Lo anterior no es más que la expresión teórica de lo sucedido unos años atrás, en 1648, en Westfalia, región ubicada dentro de los límites actuales de Alemania. Ahí, se reunirían representantes diplomáticos de los principales reinos de la época para ponerse de acuerdo entre ellos y ponerle punto final a la Guerra de los Treinta años que involucró a casi todos los países de Europa y a la Guerra de los Ochenta Años entre España y los Países Bajos. Estos acuerdos conocidos como la Paz de Westfalia sería el primer gran triunfo global de la diplomacia.

Si bien, como señala Henry Kissinger en su obra Orden Mundial, la paz Westafalia “estableció nociones poco complejas pero abarcadoras: el Estado es la piedra angular del Orden Europeo, el Estado es soberano y, el Estado es libre de establecer su orden interno y religión”. Estas nociones establecían los principios bajo los cuales se regirían los países. Evidentemente no desaparecieron las guerras, pero empezaron a ser menos frecuentes.

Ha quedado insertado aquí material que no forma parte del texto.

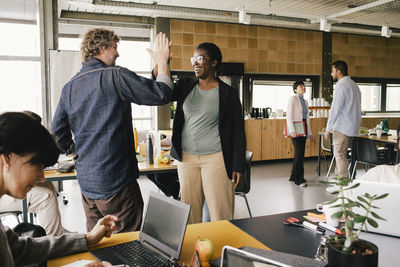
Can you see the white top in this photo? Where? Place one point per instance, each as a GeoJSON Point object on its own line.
{"type": "Point", "coordinates": [345, 115]}
{"type": "Point", "coordinates": [294, 112]}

Los acuerdos alcanzados le permitieron incluso a Immanuel Kant plantear en Por La paz perpetua, en 1705 que “el estado de paz entre los seres humanos que viven juntos no es un estado de naturaleza, sino más bien un estado de guerra… El estado de paz tiene, por tanto, que ser instaurado”. Se veía como un objetivo alcanzable llegar a acuerdos mediante la razón y la diplomacia, y no por medio de las armas. La guerra podría llegar a dejar de ser una constante histórica.

Este equilibrio de poderes en Europa estalló en la Primer Guerra Mundial y tardaría años en volver a lograrse un acuerdo similar al de Westfalia. Un primer intento fue la idea de la Sociedad de Naciones, que por diferentes razones nunca logró cuajar en la realidad y no se pudo impedir que el mundo volviera a una confrontación bélica aún más grande, la Segunda Guerra Mundial.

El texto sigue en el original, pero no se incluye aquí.